We all, at some point in our lives, have dealt with constipation — whether it’s acute or chronic. This is not a pleasant experience. Constipation occurs when the colon absorbs too much water or when the colon’s muscle contraction is slow or sluggish, delaying transit time. The result is hard and dry stool, which can lead to straining and pain when having a bowel movement. How can physical therapy help?
Did you know…
- 4 million Americans have frequent constipation
- It is the most common GI complaint
- Accounts for 5 million physician visits per year
- $725 million spent on OTC laxatives per year
There are 2 types of constipation: Idiopathic and functional. Idiopathic constipation is unresponsive to standard treatment and further medical workup is needed to determine if there are problems with hormones, nerves, and/or muscles. Functional constipation is when the colon itself is healthy, but not working properly. With this type of constipation, there is no organic disease, it can be attributed to lifestyle or poor dietary habits, and it occurs in all age groups, but most commonly in women.
Common causes of constipation include, but are not limited to lack of fiber, lack of physical activity, dehydration, certain medications (i.e. narcotics, calcium channel blockers, diuretics, iron supplements, antacids, antihistamines, etc.), milk, cheese, gluten, colorectal problems, and intestinal dysfunction.
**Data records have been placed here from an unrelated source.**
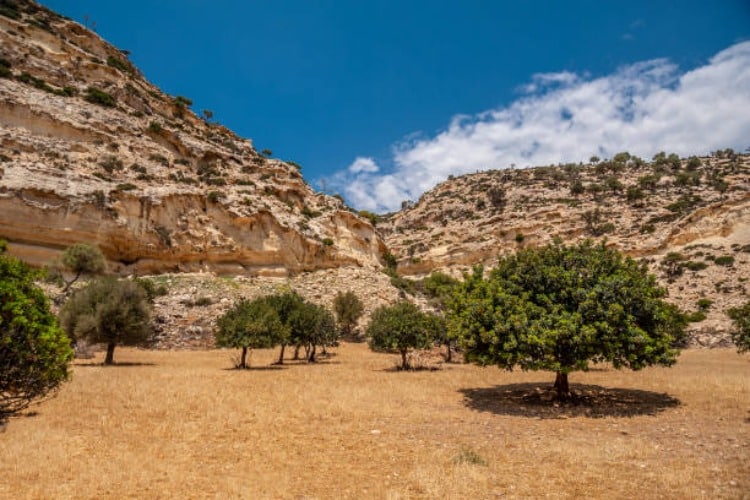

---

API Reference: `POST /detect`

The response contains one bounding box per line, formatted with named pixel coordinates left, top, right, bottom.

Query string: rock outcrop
left=0, top=1, right=385, bottom=276
left=378, top=150, right=750, bottom=345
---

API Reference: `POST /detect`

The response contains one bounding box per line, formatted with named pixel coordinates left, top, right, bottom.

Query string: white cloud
left=348, top=156, right=380, bottom=174
left=329, top=42, right=750, bottom=212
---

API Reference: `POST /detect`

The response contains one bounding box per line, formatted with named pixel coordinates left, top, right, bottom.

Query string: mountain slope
left=378, top=151, right=750, bottom=343
left=0, top=0, right=384, bottom=275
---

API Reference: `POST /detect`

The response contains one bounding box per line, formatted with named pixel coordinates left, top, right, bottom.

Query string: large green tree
left=727, top=302, right=750, bottom=352
left=0, top=241, right=73, bottom=420
left=60, top=277, right=151, bottom=365
left=215, top=297, right=289, bottom=369
left=367, top=300, right=439, bottom=370
left=289, top=301, right=338, bottom=363
left=449, top=241, right=686, bottom=398
left=266, top=290, right=306, bottom=365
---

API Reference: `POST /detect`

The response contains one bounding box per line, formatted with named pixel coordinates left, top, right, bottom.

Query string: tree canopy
left=60, top=277, right=151, bottom=365
left=367, top=300, right=440, bottom=370
left=0, top=241, right=73, bottom=420
left=215, top=297, right=289, bottom=369
left=449, top=241, right=686, bottom=397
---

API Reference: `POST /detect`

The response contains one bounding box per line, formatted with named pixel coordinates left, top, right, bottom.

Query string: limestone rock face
left=0, top=1, right=385, bottom=276
left=378, top=154, right=750, bottom=345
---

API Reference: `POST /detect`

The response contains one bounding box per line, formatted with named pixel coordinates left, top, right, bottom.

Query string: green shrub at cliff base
left=367, top=300, right=440, bottom=370
left=727, top=302, right=750, bottom=353
left=448, top=241, right=686, bottom=398
left=0, top=246, right=73, bottom=421
left=60, top=277, right=151, bottom=365
left=216, top=297, right=289, bottom=369
left=333, top=290, right=365, bottom=336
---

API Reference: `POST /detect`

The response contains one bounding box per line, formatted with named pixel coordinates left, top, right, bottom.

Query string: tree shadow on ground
left=459, top=383, right=681, bottom=419
left=284, top=359, right=341, bottom=366
left=73, top=361, right=156, bottom=368
left=224, top=365, right=286, bottom=372
left=377, top=364, right=443, bottom=373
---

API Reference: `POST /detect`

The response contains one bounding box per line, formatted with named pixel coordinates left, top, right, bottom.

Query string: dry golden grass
left=0, top=344, right=750, bottom=499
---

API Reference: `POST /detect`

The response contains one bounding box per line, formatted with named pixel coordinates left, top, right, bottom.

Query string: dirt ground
left=0, top=344, right=750, bottom=499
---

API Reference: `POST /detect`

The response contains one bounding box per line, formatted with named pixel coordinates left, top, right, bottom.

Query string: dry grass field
left=0, top=344, right=750, bottom=499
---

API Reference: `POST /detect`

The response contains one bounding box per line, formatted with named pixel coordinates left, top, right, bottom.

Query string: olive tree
left=449, top=241, right=686, bottom=398
left=0, top=241, right=73, bottom=421
left=266, top=290, right=305, bottom=365
left=215, top=297, right=289, bottom=369
left=366, top=300, right=438, bottom=370
left=333, top=290, right=365, bottom=336
left=727, top=302, right=750, bottom=353
left=60, top=277, right=151, bottom=365
left=289, top=301, right=338, bottom=363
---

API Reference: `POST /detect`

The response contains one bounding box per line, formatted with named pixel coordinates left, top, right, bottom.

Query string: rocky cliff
left=378, top=150, right=750, bottom=343
left=0, top=0, right=384, bottom=276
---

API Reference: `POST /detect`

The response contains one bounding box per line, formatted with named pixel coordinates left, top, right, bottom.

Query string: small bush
left=684, top=260, right=708, bottom=271
left=83, top=87, right=117, bottom=108
left=107, top=56, right=134, bottom=75
left=685, top=311, right=706, bottom=323
left=625, top=186, right=646, bottom=202
left=714, top=255, right=734, bottom=267
left=453, top=448, right=487, bottom=466
left=0, top=57, right=13, bottom=78
left=99, top=156, right=124, bottom=174
left=695, top=299, right=714, bottom=312
left=301, top=205, right=323, bottom=219
left=191, top=297, right=214, bottom=307
left=148, top=153, right=169, bottom=167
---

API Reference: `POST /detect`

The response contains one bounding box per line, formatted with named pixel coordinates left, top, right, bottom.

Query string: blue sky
left=42, top=0, right=750, bottom=212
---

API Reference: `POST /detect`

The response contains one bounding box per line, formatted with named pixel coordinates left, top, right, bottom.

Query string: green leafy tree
left=0, top=245, right=73, bottom=421
left=215, top=297, right=289, bottom=369
left=422, top=271, right=458, bottom=363
left=727, top=302, right=750, bottom=353
left=367, top=300, right=435, bottom=370
left=289, top=301, right=338, bottom=363
left=449, top=241, right=686, bottom=398
left=333, top=290, right=365, bottom=336
left=261, top=290, right=306, bottom=365
left=61, top=243, right=107, bottom=294
left=60, top=277, right=151, bottom=365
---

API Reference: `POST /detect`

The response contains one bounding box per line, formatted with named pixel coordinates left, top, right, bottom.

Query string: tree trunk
left=240, top=347, right=247, bottom=370
left=555, top=372, right=570, bottom=399
left=104, top=342, right=115, bottom=365
left=307, top=344, right=316, bottom=363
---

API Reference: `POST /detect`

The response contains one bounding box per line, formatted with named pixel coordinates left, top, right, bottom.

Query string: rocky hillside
left=378, top=150, right=750, bottom=343
left=0, top=0, right=385, bottom=276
Fiber intake is a big deal in preventing constipation. The target intake for fiber is 35 grams per day, as recommended by the Surgeon General. Most of us only consume 14-15 grams of fiber according to the Harvard School of Public Health. We also need to make sure we hydrate well throughout the day. The recommended amount of water intake is half your body weight in ounces. For example, if a person weighs 150 lbs., they should be consuming at least 75 ounces of water. More water is needed when you add caffeinated, carbonated, or acidic foods/drinks to your diet and/or if you are doing strenuous activities. Physical activity and exercise helps and increases muscle activity in your intestines and with peristalsis (wavelike movements that push the contents of the digestive tract forward) that allows for proper transit in the colon. Don’t ignore the urge to have a bowel movement. Take your time in the bathroom, allowing yourself enough time to have a bowel movement without distractions and without feeling rushed. You don’t want to strain or bear down when having a bowel movement, as this can cause other dysfunctions, including pelvic organ or rectal prolapses.
Another method of reducing constipation for people is the use of laxatives (fiber supplements, stimulants, osmotics, lubricants, and stool softeners). However, we urge that laxatives not be part of your daily routine. Overuse of certain laxatives can lead to dependency and decreased bowel function.
How can Pelvic Floor Physical Therapy help with constipation? Our PTs can utilize biofeedback training –the use of devices to help you learn to relax and tighten the muscles in your pelvis. Relaxing your pelvic floor muscles at the right time during defecation can help you pass stool more easily. We commonly evaluate and treat individuals with urinary or fecal incontinence. We can also help patients that suffer from other colorectal dysfunctions, such as constipation, coccydynia, painful defecation, hemorrhoids, post-cancer or post-surgical pain, and interstitial cystitis. By combining orthopedic/manual therapy skills; coordination and strength training; education regarding bowel/bladder habits, dietary habits (i.e. fiber and fluid intake), and sensation re-training; our team can help male and female patients feel more like themselves again.